Barnaby quoted a few lines from their mutual friend William Dalrymple: 'Beauty in wreckage, savouring of elegy and loss, a sense of requiem, dark and remote, moody and atmospheric' William is describing the photographs, but also Don's career as a war journalist. The only war journalist to have an exhibition at The Tate welcomed by The Royal Family. He has worked with Bruce Chapman, Mark Shand to name but a few.

In 1973 in Algeria, Don was taken to see a Roman temple after a failed mission to cheer them up, and this was the inspiration for this very special book.

Don said he was very sad to hear about the conflict in the Middle East. All those years, he said, and there still hasn't been a chance for those people to live in peace side by side for both the Israelis and the Palestinians.

Don said he wouldn't go into details on what he had seen. He went back to Somerset forty years ago where he had once been evacuated. He took photographs of the landscape in the winter. People asked why? He said it looked like a war zone. He would stand on the hills. Deep down inside, he spent 60 years covering wars. He has had a whole lifetime of darkness. In his dark room, he plays classical music to try and come to terms with what he had seen. He has cured his anxieties. He wasn't depressed but he was quite angry about the ugly images of war. When you are in war, you see acts of great love. Men crying. One day in Vietnam he saw a medic who cured the wounded. He went to the aid of a soldier who died. He saw a black soldier crying. Those tears were real.

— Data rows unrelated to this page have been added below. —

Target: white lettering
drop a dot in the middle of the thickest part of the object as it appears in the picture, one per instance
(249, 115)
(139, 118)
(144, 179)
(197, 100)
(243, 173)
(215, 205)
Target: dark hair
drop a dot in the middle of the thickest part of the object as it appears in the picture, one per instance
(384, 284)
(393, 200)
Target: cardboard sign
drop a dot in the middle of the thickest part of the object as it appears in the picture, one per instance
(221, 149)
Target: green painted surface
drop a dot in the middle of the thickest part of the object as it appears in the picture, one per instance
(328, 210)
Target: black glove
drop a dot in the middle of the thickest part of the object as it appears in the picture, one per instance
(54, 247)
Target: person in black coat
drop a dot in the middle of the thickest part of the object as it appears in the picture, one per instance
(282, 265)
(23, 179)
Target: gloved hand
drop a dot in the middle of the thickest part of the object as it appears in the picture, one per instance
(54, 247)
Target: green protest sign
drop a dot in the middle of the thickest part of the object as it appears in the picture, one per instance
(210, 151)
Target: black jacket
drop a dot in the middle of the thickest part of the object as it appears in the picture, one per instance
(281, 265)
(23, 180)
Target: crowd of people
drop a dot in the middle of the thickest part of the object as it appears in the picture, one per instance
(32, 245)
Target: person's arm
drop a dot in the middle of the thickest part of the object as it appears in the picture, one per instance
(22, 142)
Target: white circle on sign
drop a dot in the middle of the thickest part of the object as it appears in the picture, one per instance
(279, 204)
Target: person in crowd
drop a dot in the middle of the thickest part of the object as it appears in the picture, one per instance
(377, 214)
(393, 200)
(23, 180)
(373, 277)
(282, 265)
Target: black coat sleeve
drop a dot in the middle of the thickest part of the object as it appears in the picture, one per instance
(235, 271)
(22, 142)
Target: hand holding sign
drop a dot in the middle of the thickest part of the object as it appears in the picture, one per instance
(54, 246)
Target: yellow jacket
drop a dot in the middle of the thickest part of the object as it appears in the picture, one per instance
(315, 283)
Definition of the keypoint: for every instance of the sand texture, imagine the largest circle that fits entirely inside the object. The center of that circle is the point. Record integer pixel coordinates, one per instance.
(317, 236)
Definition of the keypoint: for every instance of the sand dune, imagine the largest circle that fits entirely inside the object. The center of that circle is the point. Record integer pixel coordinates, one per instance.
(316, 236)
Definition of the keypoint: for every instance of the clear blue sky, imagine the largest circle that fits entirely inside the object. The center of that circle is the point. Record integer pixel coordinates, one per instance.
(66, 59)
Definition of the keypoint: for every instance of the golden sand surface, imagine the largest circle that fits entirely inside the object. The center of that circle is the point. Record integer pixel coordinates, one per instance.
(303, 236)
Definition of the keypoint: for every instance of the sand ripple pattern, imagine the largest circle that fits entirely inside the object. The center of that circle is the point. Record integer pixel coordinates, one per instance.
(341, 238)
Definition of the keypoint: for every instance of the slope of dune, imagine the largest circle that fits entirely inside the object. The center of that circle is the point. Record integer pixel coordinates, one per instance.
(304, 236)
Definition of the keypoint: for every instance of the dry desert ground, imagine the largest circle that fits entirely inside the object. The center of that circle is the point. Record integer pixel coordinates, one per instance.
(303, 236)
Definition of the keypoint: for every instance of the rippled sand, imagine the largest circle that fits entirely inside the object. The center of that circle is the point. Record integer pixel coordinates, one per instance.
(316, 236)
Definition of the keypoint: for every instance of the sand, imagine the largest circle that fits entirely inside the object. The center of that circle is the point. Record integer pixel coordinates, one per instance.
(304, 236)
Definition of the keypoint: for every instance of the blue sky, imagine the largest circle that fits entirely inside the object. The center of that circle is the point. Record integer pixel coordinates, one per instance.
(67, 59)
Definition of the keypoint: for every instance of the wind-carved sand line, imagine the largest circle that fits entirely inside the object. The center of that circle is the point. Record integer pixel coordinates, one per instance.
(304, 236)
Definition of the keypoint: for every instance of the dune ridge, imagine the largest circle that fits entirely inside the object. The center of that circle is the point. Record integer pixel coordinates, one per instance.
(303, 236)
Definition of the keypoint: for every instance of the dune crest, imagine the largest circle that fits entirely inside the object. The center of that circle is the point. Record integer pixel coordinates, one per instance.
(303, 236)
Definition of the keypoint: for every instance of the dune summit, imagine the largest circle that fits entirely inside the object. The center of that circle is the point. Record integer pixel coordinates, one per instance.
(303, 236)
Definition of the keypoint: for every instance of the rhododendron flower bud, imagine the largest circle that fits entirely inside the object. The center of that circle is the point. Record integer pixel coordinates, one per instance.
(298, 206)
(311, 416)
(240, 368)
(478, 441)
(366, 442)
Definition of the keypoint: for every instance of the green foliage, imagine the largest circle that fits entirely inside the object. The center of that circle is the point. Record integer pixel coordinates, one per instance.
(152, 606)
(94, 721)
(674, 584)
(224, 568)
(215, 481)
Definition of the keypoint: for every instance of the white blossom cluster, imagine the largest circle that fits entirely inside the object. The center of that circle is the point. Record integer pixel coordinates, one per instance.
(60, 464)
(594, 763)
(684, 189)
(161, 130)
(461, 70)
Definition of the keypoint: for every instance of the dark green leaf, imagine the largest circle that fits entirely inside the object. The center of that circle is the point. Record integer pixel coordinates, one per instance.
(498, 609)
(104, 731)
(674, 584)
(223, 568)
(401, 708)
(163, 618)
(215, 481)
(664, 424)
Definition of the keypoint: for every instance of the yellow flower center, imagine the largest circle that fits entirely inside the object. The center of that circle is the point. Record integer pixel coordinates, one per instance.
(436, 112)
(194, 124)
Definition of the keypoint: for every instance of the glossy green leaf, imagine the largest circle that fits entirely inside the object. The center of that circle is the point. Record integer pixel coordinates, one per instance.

Don would come back to his normal life in England to his family. He was remote from his family though, as you could imagine. He was in the house but not in the house. He has been to every war that has happened except for Bosnia and Chechnya as he was expelled from the Sunday Times under the new Murdoch reign, which was probably fate and spared him.

He wishes he had been a landscape photographer instead or an archeaological photographer like his work with Barnaby.

Don says:

And even though I've made this age, I can hardly walk up the stairs and down the stairs without fear, and the bathroom by the way, I find the bathroom more dangerous than Vietnam.